In other words, don't take on debt that will overwhelm your future ability to pay it off. To save money, many students start out at a community college then transfer to a four-year institution.
Calculate college's true cost. As with buying a car, when tallying a college's true cost there's the sticker price - the stated full cost for tuition, fees, room and board, etc. - and there's the net cost you'll actually pay after subtracting grants, aid, work study and other adjustments that may apply.
Thanks to a new federal law, all post-secondary institutions must post a "net price" calculator to help families more accurately estimate the true costs of attending, based on the student's individual situation. Colleges may either use the Department of Education's basic calculator template or develop their own if they require additional information.
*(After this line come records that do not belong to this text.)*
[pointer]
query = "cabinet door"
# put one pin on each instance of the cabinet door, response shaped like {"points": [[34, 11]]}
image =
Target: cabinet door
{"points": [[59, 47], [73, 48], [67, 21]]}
Although you won't be able to do exact comparisons, the new calculators do provide a good starting point for estimating the true costs of various colleges. Indeed, some students find that because of financial incentives offered, such as grants, merit-based scholarships and low-income subsidies, they can actually afford schools they'd previously ruled out. Expensive private schools sometimes end up cheaper than comparable state schools.
Another good comparison tool is the Department of Education's College Navigator (http://nces.ed.gov/collegenavigator), which lets you search for details about colleges throughout the U.S., including tuition and housing costs, majors and degrees offered and typical SAT scores of students attending. You can even build a list of schools for side-by-side comparisons.
Fill out a FAFSA. Even if you think your income's too high to qualify for financial aid, you still should fill out the Free Application for Federal Student Aid, since it's also required by virtually all institutions for access to federal student loans.
Federal loans generally have more favorable interest rates and repayment terms than private loans so it's best to exhaust those alternatives first.